Once upon a time (OK, it was February 2011), Nokia's (NYSE: NOK), then-new CEO, Stephen Elop, sent out what is now known as "The Burning Platform" memo. In it, Elop gave a candid assessment of his company's smartphone platforms vis-a-vis the competition from Apple (Nasdaq: AAPL) and Google (Nasdaq: GOOG).

"The first iPhone shipped in 2007, and we still don't have a product that is close to their experience," he wrote. "Android came on the scene just over 2 years ago, and this week they took our leadership position in smartphone volumes. ... Nokia, our platform is burning."

He also was explicit in his assessment of Nokia's existing mid-range smartphone OS, Symbian: "non-competitive in leading markets like North America," and "an increasingly difficult environment in which to develop."

As for MeeGo, the open-source Linux-based mobile OS jointly developed with Intel (Nasdaq: INTC), the OS that was supposed to save the company, Elop said: "We thought MeeGo would be a platform for winning high-end smartphones. However ... by the end of 2011, we might have only one MeeGo product in the market."

A MeeGo phone did eventually come out, the N9 -- the first and last of its kind. Nokia then stopped MeeGo development and, as everyone now knows, went with Microsoft's (Nasdaq: MSFT) Windows Phone OS.

That should have spelled bye-bye for MeeGo, just another would-be mobile ecosystem that couldn't compete with iOS and Android.

But wait
MeeGo hasn't died. Helsinki-based start-up Jolla Ltd. has said it plans to produce MeeGo smartphones and will have an example ready to show this year. The Jolla team is led by former members of Nokia's MeeGo group. The CEO is the former director of MeeGo Computer Releases and Integration at Nokia, and the Jolla COO, CIO, and VP of sales are also escapees from Nokia.

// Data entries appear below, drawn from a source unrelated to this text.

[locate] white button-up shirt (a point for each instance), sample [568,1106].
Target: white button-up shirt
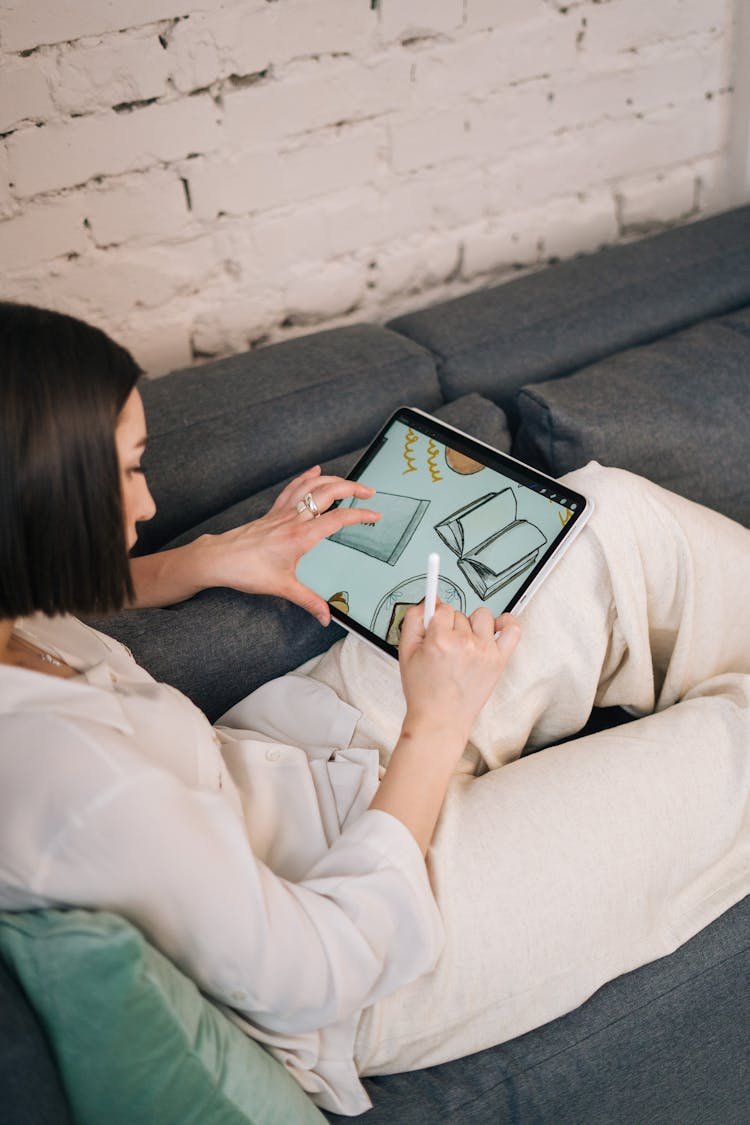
[246,852]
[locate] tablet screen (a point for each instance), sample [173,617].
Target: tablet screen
[495,523]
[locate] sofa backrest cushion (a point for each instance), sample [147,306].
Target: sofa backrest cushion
[264,413]
[134,1037]
[554,321]
[222,645]
[675,412]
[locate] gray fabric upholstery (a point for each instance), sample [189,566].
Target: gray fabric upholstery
[222,645]
[265,412]
[550,323]
[675,411]
[666,1044]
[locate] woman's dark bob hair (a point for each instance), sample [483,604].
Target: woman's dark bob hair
[62,538]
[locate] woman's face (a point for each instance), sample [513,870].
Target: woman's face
[130,441]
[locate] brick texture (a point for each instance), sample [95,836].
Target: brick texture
[199,176]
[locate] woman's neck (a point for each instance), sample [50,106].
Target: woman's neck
[6,629]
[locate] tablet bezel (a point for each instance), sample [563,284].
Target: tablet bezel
[432,426]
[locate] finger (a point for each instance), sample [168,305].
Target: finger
[482,622]
[508,637]
[308,600]
[328,489]
[505,619]
[413,631]
[442,619]
[343,518]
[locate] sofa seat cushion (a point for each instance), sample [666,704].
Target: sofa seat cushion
[553,321]
[134,1038]
[675,412]
[252,419]
[222,645]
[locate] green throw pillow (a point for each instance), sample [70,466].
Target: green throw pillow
[134,1038]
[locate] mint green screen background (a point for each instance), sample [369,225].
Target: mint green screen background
[413,473]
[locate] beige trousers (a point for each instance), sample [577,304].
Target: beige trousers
[560,870]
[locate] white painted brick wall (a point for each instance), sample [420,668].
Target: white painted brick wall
[196,176]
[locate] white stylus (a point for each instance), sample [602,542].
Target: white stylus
[431,585]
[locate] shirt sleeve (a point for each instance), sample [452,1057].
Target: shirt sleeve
[291,956]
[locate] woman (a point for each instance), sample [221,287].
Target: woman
[278,857]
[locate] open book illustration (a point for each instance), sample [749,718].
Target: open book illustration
[387,539]
[493,545]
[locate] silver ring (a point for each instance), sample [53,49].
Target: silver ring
[307,504]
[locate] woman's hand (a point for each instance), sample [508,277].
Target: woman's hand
[449,671]
[260,557]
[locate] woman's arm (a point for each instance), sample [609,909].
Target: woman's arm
[448,674]
[260,557]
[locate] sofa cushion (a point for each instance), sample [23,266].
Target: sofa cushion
[665,1044]
[551,322]
[134,1038]
[222,645]
[255,417]
[676,412]
[25,1054]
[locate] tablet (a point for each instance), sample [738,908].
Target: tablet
[497,524]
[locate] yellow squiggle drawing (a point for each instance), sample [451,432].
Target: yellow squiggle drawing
[433,451]
[408,456]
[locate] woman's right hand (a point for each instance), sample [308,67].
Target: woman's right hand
[448,672]
[449,669]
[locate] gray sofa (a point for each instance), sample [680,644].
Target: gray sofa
[636,357]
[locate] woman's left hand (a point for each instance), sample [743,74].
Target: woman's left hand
[261,557]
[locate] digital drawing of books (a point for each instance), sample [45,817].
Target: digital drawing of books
[387,539]
[493,546]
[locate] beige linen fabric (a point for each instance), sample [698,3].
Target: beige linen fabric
[558,871]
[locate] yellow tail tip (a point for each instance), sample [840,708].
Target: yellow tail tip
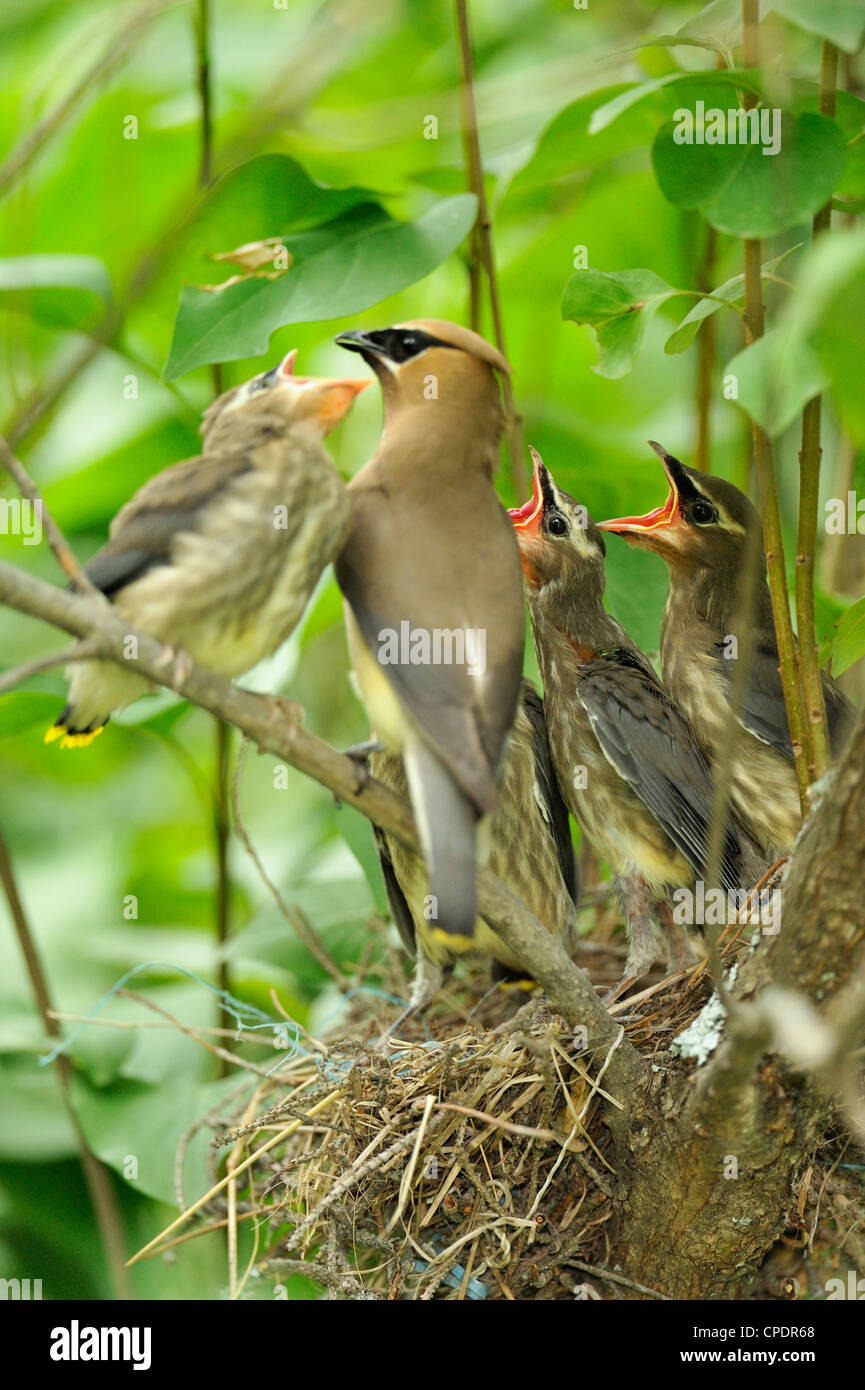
[71,740]
[456,943]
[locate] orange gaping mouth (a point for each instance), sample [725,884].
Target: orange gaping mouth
[531,512]
[651,520]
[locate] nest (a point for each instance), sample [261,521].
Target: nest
[469,1159]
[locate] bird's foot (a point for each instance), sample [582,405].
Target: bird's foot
[360,755]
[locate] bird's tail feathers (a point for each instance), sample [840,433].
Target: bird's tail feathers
[68,734]
[447,823]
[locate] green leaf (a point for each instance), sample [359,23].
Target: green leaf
[732,289]
[836,337]
[850,118]
[618,307]
[840,21]
[716,28]
[676,89]
[849,642]
[776,375]
[63,291]
[338,271]
[565,146]
[741,189]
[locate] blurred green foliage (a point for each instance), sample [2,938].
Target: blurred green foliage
[337,125]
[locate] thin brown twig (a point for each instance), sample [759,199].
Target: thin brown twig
[79,652]
[481,243]
[766,483]
[294,916]
[808,499]
[274,724]
[618,1279]
[103,1198]
[118,47]
[274,109]
[231,1058]
[202,50]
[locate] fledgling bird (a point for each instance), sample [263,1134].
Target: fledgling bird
[530,849]
[431,581]
[627,763]
[220,553]
[701,531]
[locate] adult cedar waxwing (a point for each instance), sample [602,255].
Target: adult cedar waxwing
[219,555]
[431,581]
[530,849]
[701,531]
[627,763]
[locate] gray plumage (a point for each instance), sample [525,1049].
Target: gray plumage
[629,766]
[702,534]
[431,548]
[529,848]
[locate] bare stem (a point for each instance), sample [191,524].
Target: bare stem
[117,49]
[202,52]
[56,540]
[766,484]
[483,249]
[220,845]
[808,498]
[274,724]
[103,1197]
[705,362]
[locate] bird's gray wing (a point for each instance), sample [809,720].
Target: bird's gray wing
[548,786]
[143,530]
[764,710]
[397,900]
[465,720]
[647,740]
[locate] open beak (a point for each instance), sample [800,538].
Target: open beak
[527,519]
[359,341]
[654,521]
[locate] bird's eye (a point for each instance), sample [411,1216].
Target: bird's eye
[263,381]
[702,512]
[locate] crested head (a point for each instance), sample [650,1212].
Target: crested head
[276,402]
[704,523]
[561,546]
[437,366]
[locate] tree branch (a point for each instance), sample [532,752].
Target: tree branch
[274,724]
[481,245]
[766,484]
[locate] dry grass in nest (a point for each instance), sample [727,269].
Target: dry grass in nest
[467,1162]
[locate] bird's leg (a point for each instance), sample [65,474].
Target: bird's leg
[643,947]
[426,983]
[360,754]
[679,951]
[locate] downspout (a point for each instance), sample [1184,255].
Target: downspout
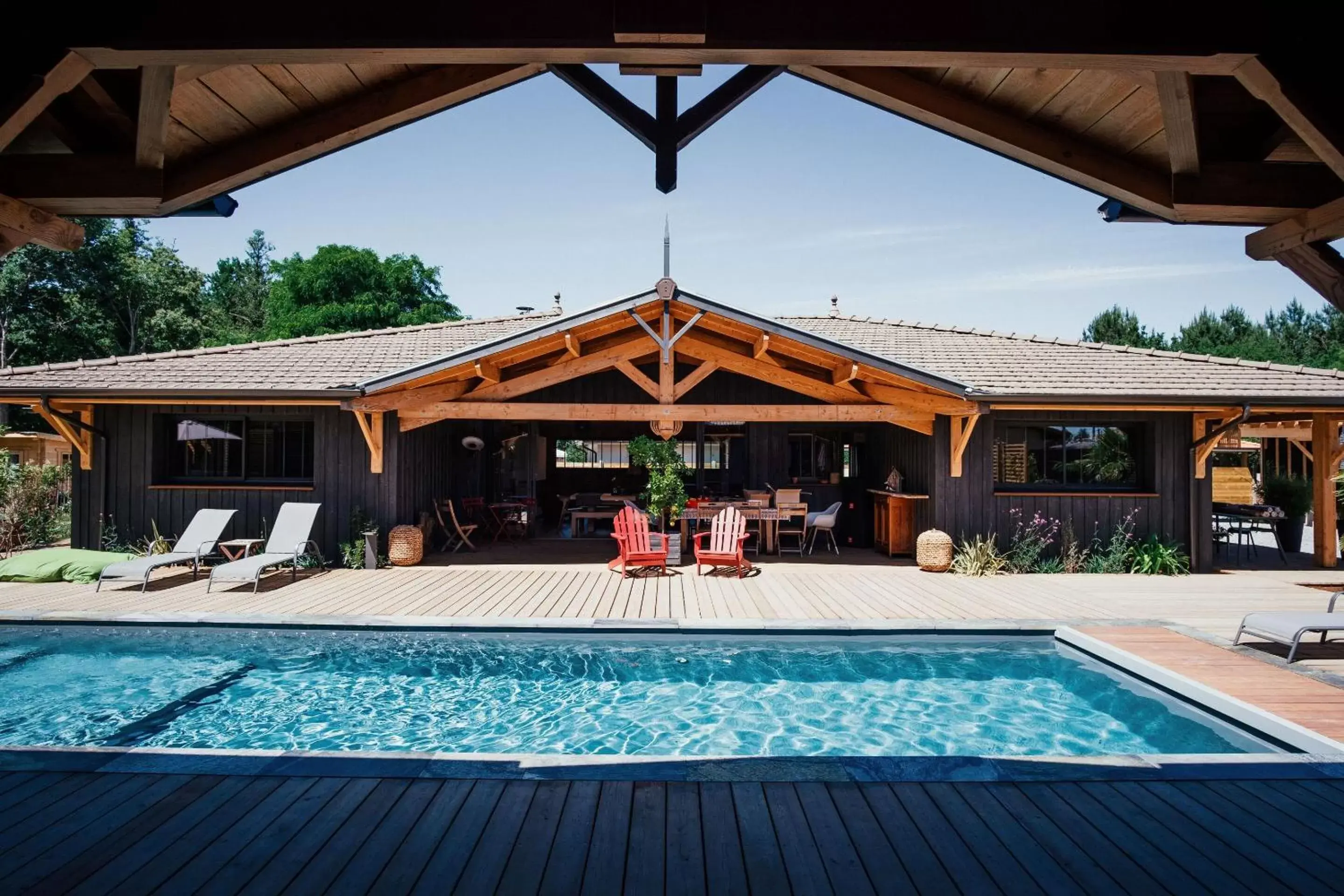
[1194,503]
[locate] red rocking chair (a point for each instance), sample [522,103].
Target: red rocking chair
[631,531]
[728,534]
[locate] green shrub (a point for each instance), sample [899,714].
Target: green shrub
[979,558]
[1289,493]
[1155,557]
[34,507]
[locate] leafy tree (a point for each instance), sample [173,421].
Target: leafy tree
[237,292]
[1120,327]
[343,288]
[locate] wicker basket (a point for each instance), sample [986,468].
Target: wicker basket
[405,546]
[933,551]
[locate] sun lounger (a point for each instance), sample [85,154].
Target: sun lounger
[1289,628]
[291,539]
[199,540]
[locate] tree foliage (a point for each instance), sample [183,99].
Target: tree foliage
[343,288]
[1291,336]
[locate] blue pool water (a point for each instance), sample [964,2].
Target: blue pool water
[615,695]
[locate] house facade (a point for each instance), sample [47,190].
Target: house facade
[981,426]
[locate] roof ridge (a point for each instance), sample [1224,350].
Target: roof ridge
[292,340]
[1132,350]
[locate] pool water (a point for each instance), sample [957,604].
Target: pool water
[610,695]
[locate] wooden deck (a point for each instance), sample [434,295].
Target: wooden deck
[139,833]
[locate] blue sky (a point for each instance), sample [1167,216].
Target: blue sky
[798,195]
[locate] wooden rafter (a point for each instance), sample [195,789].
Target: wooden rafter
[1178,105]
[80,437]
[69,72]
[639,378]
[961,430]
[562,371]
[1323,139]
[22,224]
[152,121]
[1315,226]
[693,379]
[1054,152]
[329,129]
[371,425]
[686,413]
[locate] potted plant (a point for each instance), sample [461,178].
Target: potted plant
[1294,496]
[665,495]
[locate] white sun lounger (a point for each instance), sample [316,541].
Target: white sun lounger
[1289,628]
[196,542]
[291,538]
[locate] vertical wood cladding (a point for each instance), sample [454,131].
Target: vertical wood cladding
[968,505]
[121,481]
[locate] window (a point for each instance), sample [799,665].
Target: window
[234,450]
[1065,457]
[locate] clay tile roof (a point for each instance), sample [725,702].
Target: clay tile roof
[308,363]
[1013,364]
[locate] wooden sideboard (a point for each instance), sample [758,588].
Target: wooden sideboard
[894,522]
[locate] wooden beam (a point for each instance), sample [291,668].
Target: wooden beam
[1054,152]
[917,401]
[1178,106]
[562,371]
[412,398]
[639,378]
[1315,226]
[1320,266]
[371,425]
[961,430]
[702,350]
[39,227]
[693,379]
[487,370]
[329,129]
[80,438]
[1326,438]
[152,123]
[624,413]
[69,72]
[1320,136]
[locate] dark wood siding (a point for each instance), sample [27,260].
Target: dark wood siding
[121,483]
[968,505]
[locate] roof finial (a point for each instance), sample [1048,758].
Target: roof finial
[667,249]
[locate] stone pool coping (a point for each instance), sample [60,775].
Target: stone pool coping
[780,769]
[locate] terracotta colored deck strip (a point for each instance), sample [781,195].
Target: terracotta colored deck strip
[1309,703]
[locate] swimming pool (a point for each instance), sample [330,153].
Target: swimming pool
[585,695]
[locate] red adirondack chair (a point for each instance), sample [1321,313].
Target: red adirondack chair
[728,534]
[631,531]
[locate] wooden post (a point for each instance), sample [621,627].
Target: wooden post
[1324,448]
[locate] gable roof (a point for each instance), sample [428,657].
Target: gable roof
[330,364]
[979,364]
[1018,366]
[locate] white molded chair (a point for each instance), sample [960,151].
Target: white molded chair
[824,522]
[196,542]
[291,538]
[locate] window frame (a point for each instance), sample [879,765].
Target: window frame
[162,462]
[1137,433]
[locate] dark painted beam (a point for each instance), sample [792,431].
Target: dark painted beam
[665,166]
[610,101]
[722,100]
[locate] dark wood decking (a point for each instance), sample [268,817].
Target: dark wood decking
[139,833]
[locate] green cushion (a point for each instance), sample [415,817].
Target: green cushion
[58,565]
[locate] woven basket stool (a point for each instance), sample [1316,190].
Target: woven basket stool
[405,546]
[933,551]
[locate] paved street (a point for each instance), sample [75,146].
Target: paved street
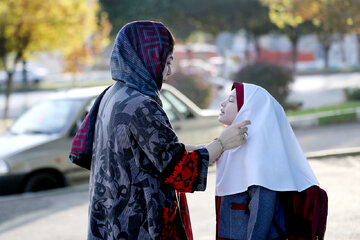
[62,215]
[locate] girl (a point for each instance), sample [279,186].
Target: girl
[271,160]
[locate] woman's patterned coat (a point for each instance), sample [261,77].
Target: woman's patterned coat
[139,170]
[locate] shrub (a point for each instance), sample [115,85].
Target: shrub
[194,87]
[352,94]
[275,79]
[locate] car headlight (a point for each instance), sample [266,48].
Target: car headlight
[4,168]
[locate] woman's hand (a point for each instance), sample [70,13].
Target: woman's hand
[234,135]
[230,137]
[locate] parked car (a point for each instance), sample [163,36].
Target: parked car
[34,152]
[33,76]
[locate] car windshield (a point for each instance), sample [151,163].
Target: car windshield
[47,117]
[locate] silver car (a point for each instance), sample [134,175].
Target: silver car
[34,153]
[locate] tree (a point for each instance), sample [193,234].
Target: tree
[85,54]
[327,16]
[30,25]
[273,78]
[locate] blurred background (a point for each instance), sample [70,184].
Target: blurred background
[306,53]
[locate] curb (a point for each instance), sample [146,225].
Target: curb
[325,118]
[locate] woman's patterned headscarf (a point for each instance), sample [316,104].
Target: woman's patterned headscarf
[139,55]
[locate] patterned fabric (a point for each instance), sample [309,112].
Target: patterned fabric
[81,148]
[135,171]
[185,216]
[137,162]
[139,56]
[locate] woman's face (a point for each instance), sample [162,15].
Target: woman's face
[228,109]
[167,70]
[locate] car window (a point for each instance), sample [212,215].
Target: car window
[168,108]
[48,117]
[178,104]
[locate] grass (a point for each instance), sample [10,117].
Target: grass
[347,105]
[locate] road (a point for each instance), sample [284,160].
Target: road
[329,137]
[312,91]
[62,214]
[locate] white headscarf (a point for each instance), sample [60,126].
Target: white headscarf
[271,156]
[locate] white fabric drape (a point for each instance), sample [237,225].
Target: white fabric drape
[271,156]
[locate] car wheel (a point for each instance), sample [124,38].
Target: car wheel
[42,181]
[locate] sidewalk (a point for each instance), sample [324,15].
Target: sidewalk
[336,175]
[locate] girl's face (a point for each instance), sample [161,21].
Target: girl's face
[167,69]
[228,109]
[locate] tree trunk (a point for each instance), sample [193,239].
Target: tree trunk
[24,74]
[257,48]
[294,45]
[325,41]
[326,56]
[7,94]
[358,46]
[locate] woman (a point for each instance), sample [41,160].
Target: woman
[137,161]
[250,177]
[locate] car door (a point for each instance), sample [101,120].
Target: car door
[190,125]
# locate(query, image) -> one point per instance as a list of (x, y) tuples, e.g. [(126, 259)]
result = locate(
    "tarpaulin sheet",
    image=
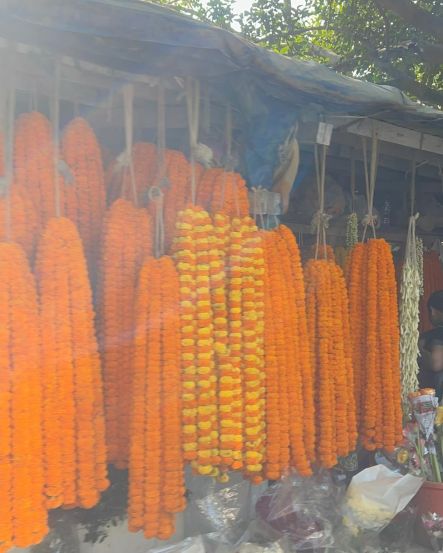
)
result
[(144, 38)]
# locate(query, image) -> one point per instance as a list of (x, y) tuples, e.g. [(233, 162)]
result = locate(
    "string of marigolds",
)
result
[(126, 242), (156, 472), (375, 336), (328, 323)]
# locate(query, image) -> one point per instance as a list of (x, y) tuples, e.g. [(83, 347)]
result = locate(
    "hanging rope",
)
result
[(128, 108), (193, 111), (370, 171), (156, 196), (56, 134), (320, 221), (8, 122)]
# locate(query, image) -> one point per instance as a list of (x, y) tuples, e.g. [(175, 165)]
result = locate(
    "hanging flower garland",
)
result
[(34, 164), (327, 313), (23, 515), (234, 273), (184, 251), (85, 196), (373, 298), (118, 178), (252, 298), (127, 240), (22, 218), (73, 419)]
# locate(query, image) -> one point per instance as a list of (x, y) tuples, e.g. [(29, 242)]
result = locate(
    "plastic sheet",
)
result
[(189, 545), (303, 510), (375, 496)]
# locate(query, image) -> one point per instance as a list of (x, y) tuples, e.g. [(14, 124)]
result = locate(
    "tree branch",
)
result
[(415, 16), (403, 81)]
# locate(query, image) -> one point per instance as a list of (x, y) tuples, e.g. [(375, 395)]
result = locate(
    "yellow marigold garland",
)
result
[(127, 240), (23, 516), (252, 297), (156, 469)]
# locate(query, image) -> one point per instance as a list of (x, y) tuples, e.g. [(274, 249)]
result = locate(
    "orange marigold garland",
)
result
[(374, 316), (22, 218), (184, 248), (118, 177), (156, 471), (23, 516), (127, 240), (85, 196), (207, 459), (230, 440), (75, 461)]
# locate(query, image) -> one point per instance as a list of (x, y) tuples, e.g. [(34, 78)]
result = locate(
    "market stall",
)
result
[(213, 259)]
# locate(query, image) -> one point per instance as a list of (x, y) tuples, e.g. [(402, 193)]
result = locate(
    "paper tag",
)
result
[(324, 133)]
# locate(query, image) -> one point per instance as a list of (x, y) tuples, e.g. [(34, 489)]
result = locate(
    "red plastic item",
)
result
[(430, 499)]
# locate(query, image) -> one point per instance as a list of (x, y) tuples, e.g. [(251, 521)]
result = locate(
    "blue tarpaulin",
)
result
[(268, 89)]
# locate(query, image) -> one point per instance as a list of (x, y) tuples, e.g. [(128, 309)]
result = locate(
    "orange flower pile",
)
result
[(375, 336), (74, 450), (296, 280), (85, 196), (23, 515), (222, 191), (328, 324), (289, 400), (156, 466), (323, 252), (34, 167), (127, 240)]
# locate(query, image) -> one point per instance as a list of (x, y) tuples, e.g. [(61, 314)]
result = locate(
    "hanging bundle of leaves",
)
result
[(73, 420), (410, 315), (127, 240), (34, 169), (85, 195), (328, 323), (156, 467), (23, 515)]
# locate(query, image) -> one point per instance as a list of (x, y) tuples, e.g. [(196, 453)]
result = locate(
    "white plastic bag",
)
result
[(189, 545), (375, 496)]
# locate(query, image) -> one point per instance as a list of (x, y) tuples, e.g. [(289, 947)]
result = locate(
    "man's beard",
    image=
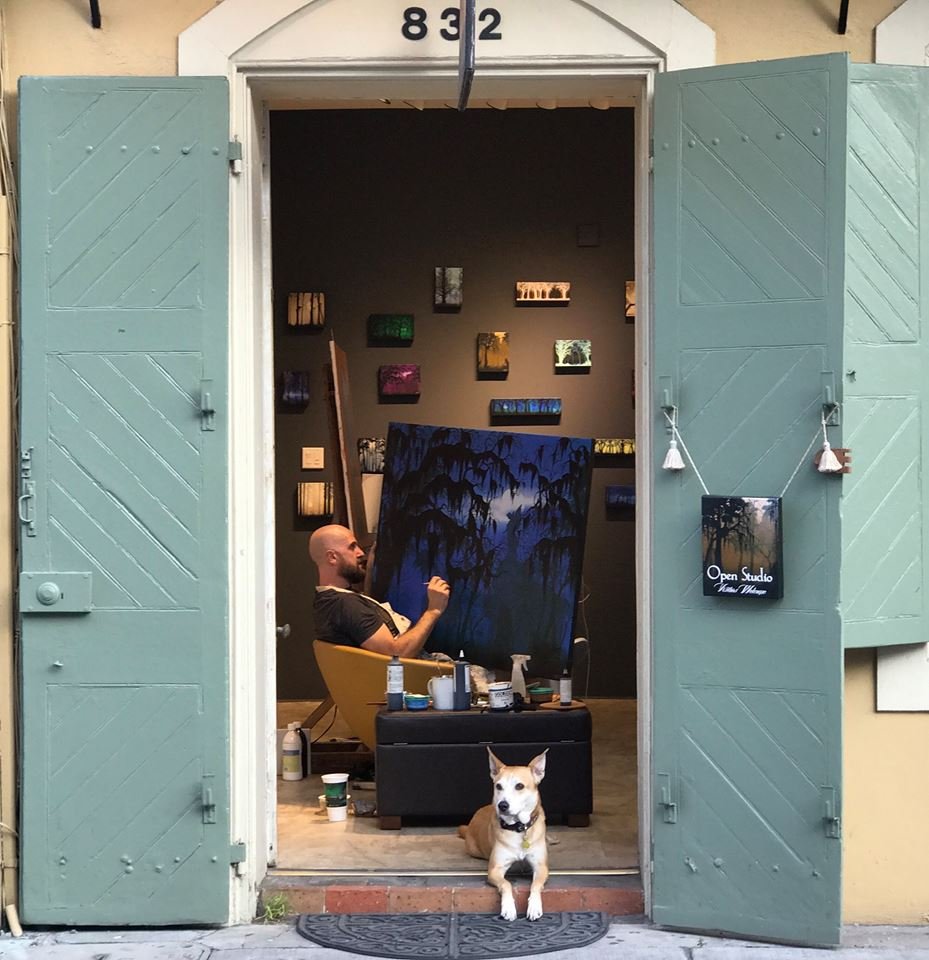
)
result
[(352, 572)]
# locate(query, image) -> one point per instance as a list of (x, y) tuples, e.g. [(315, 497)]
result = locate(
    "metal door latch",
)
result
[(832, 822), (664, 798)]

MeeGo is not the only open-source mobile OS out there vying for a decent sized slice of the mobile platform pie. Recently, Mozilla, the parent of the Firefox browser, announced its plans to launch Firefox OS. Based on HTML5 rather than proprietary code, Mozilla says Firefox OS is aimed at cheaper handsets marketed in emerging markets. And MeeGo will also have to contend with Tizen, a Linux-based OS supported by Samsung and Intel.

It would be sweet irony, indeed, for the Nokia refugees if MeeGo would turn out to have a stronger market pull than its usurper, Windows Phone. And a bitter pill for Nokia to swallow.